After his committee meeting, Nelson went back to the task of going through the mail that had collected on his desk. "Sometimes I think that desk has a life of its own," he said. "I'm an information magnet. One of the new problems of the world is information overload."
While his primary responsibilities are administrating the graduate program and promoting research, Nelson is also teaching two classes this semester. He also serves as president of the International Academy of Business Disciplines.
Late in the afternoon, he was back on the telephone and Internet preparing for the IABD 10th annual meeting, which will be held next April in San Francisco.
"The academy has grown to nearly 500 members, serving as a distinctive global interdisciplinary forum for professionals, policymakers and faculty in business schools, communication programs and other social science departments to exchange ideas and research results," he said.
After making those preparations, Nelson finished a review of an article submitted to IABD's quarterly International Journal of Commerce and Management.
Nelson's day ended with a special dinner at Ralph & Kacoo's.
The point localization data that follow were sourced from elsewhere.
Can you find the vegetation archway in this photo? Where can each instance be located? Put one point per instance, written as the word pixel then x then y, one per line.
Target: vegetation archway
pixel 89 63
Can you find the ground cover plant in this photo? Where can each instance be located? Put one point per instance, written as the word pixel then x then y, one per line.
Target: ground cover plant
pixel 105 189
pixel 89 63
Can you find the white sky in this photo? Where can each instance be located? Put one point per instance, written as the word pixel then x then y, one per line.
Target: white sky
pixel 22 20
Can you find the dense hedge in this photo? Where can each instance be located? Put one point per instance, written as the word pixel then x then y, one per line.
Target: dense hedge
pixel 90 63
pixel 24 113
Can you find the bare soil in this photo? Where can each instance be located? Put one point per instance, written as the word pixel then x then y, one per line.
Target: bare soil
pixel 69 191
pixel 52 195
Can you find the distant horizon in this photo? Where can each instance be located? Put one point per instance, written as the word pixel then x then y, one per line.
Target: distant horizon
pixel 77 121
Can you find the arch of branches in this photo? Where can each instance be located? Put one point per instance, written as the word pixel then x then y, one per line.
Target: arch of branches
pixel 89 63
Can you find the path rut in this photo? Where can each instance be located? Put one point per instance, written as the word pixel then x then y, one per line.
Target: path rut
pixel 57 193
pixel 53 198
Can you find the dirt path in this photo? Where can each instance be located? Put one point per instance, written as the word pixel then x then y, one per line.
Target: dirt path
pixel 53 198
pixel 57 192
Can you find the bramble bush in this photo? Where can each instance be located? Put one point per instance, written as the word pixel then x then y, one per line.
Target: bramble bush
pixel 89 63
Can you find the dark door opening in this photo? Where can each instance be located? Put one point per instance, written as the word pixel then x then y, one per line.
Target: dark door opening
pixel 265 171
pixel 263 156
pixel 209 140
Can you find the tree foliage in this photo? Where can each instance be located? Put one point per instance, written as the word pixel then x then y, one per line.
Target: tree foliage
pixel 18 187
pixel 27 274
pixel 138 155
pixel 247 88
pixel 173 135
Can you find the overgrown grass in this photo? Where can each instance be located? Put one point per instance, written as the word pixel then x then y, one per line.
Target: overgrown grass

Ten journalists and technologists from Africa were at LSU participating in a training program sponsored by the U.S. government. "We do this regularly at the Manship School under the direction of Dr. Louis Day, our international coordinator," Nelson said.
"Normally, I would also be teaching one of the sessions," he said. "However, given my hectic schedule, we were fortunate to be able to draw upon the expertise of a great group of new faculty with high-level computer backgrounds.
"This time my wife and I had the fun part of socializing with the visitors from Africa," he said. "We have this large cultural geography book with information on every country. Whenever we meet international guests, we ask them to sign the book, write something about their country and correct any factual errors in the book. They always enjoy that part, and we learn something new."